My brother just called me. He was on his way to work. He is one of those Americans who toil seven days a week just to make ends meet. Because of that he has very little extra time and has not been able to volunteer. But today his story made clear to me that there are many ways to help this campaign. And that each and every one of us can make a difference.
I come from a family of four mixed race children, we were raised single handedly by our mother, a naturalized citizen who came to this country 42 years ago. My family on my father's side has been here since 1620 and includes ancestors who travelled the glades and valleys of the northeast long before the Europeans touched foot on this soil. Despite my "pedigree" I have not always been treated like an American. Due to the color of my skin, the shape of my eyes and my features, I have sometimes been treated like a foreigner.
I never realized that I had carried inside of me a lifetime of hard feelings about being different, I had shoved them to the side and ignored them just so I could get through each day. My sister was turned away from a friend's birthday party because she was too dark. Children followed me home from school taunting me and throwing things. And my brother was dealt an extra heavy hand of punishment, not only for looking different, but because he was gay. Thursday night the feelings came back for a fleeting moment, and Thursday night they were lifted from my shoulders by a man speaking from a podium in Denver Colorado. As it turns out, there were others who felt the same. and some of the people who were touched by that night might surprise you.
There is a lunchroom in a factory where everyone gathers, my brother is there and so are his friends, mostly others of like mind. They eat together and talk about their lives, their families, and the woes and joys of everyday life. They also speak of politics, usually in hushed tones because there are people there who do not agree with them.
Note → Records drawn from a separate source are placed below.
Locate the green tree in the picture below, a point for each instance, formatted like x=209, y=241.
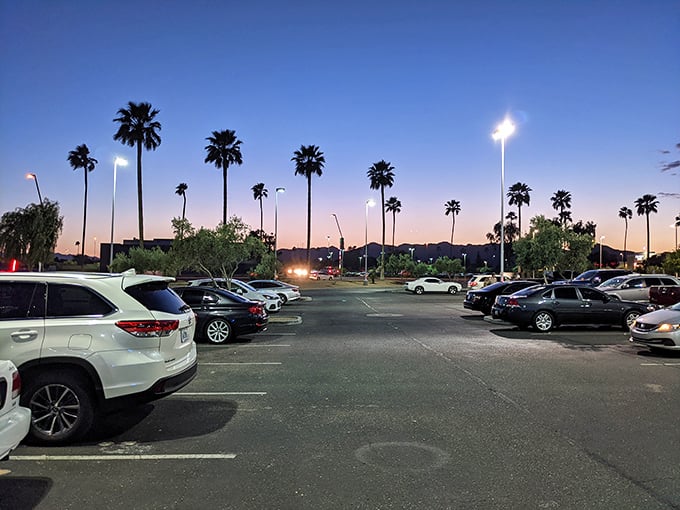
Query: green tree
x=519, y=195
x=138, y=128
x=381, y=175
x=647, y=204
x=309, y=161
x=393, y=205
x=30, y=234
x=260, y=192
x=80, y=158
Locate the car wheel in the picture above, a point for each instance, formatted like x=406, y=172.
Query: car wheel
x=218, y=331
x=62, y=407
x=543, y=321
x=629, y=319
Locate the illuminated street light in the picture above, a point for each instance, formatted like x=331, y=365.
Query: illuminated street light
x=276, y=229
x=501, y=133
x=116, y=162
x=369, y=203
x=35, y=178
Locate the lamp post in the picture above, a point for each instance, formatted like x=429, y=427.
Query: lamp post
x=276, y=230
x=35, y=178
x=116, y=162
x=501, y=133
x=369, y=203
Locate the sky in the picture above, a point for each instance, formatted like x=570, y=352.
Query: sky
x=591, y=85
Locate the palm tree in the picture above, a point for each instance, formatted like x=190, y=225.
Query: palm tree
x=224, y=150
x=260, y=192
x=80, y=158
x=309, y=160
x=561, y=201
x=393, y=205
x=452, y=207
x=139, y=129
x=519, y=195
x=381, y=174
x=625, y=213
x=644, y=205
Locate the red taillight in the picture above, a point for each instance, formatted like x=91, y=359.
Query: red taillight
x=16, y=385
x=147, y=329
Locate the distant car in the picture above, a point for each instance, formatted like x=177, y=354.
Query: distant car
x=222, y=315
x=432, y=284
x=635, y=287
x=548, y=306
x=658, y=330
x=272, y=301
x=15, y=421
x=483, y=299
x=285, y=291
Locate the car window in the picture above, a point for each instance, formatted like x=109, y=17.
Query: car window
x=22, y=300
x=157, y=296
x=74, y=300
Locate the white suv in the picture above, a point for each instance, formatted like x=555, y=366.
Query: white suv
x=86, y=344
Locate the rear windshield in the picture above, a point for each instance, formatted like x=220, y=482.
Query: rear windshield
x=157, y=297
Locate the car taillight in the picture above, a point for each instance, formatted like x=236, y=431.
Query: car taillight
x=16, y=385
x=147, y=329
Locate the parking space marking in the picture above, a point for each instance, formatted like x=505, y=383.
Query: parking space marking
x=181, y=456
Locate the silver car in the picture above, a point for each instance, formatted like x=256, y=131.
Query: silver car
x=635, y=287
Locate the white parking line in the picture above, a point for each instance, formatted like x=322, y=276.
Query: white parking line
x=181, y=456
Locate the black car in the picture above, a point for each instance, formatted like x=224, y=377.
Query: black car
x=547, y=306
x=222, y=315
x=483, y=299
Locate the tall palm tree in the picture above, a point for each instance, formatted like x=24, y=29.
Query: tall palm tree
x=561, y=201
x=625, y=213
x=309, y=160
x=138, y=128
x=647, y=204
x=393, y=205
x=381, y=174
x=260, y=192
x=224, y=150
x=452, y=207
x=519, y=195
x=80, y=158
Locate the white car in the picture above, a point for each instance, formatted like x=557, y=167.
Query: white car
x=14, y=419
x=272, y=301
x=286, y=291
x=432, y=284
x=89, y=343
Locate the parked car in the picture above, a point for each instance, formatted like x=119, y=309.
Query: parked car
x=594, y=277
x=658, y=330
x=15, y=420
x=432, y=284
x=222, y=315
x=483, y=299
x=89, y=343
x=547, y=306
x=285, y=291
x=635, y=287
x=271, y=300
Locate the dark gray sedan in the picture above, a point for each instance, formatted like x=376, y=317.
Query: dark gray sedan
x=547, y=306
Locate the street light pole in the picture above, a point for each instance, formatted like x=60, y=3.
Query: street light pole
x=501, y=133
x=116, y=162
x=276, y=230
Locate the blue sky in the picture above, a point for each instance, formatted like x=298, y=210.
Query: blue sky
x=591, y=85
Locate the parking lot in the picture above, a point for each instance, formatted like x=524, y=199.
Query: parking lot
x=374, y=398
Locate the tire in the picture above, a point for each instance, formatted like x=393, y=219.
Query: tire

Yesterday that all changed. Three Republicans walked in. Decent human beings all three, men who have worked hard and contributed and taken care of their families. But three men who could never find it in themselves to vote outside of their party ticket... until now.
My brother broached the subject first and what ensued was a heart to heart talk about the condition of the country and the place we are headed together. These men were touched by what happened in Denver. These men were moved, so much so, that they had changed their minds.
They saw the America which could be, they saw that we are ONE people, they saw that we can rise above our differences, and to paraphrase Obama, that heart and inspiration and hope need not be the illusion the cynics would like us to believe it is. They heard the call. They knew in their bones that we have this chance to start getting it right.
I canvas, and some days it is hard to get up and go out my front door, but my brother's story proved to me that the way we will start taking this country back IS one person at a time. Not only through political activities but through the simple act of speaking to each other. It will not always work, but that doesn't matter, what matters is that we have begun a dialogue.
And for me, I will remind myself everytime complacency begins to creep in, and I feel that what I do makes no difference, that there are possibilities we have not yet reached and that, to dream of, and work for better days is a noble thing. We are all important, each and every one of us.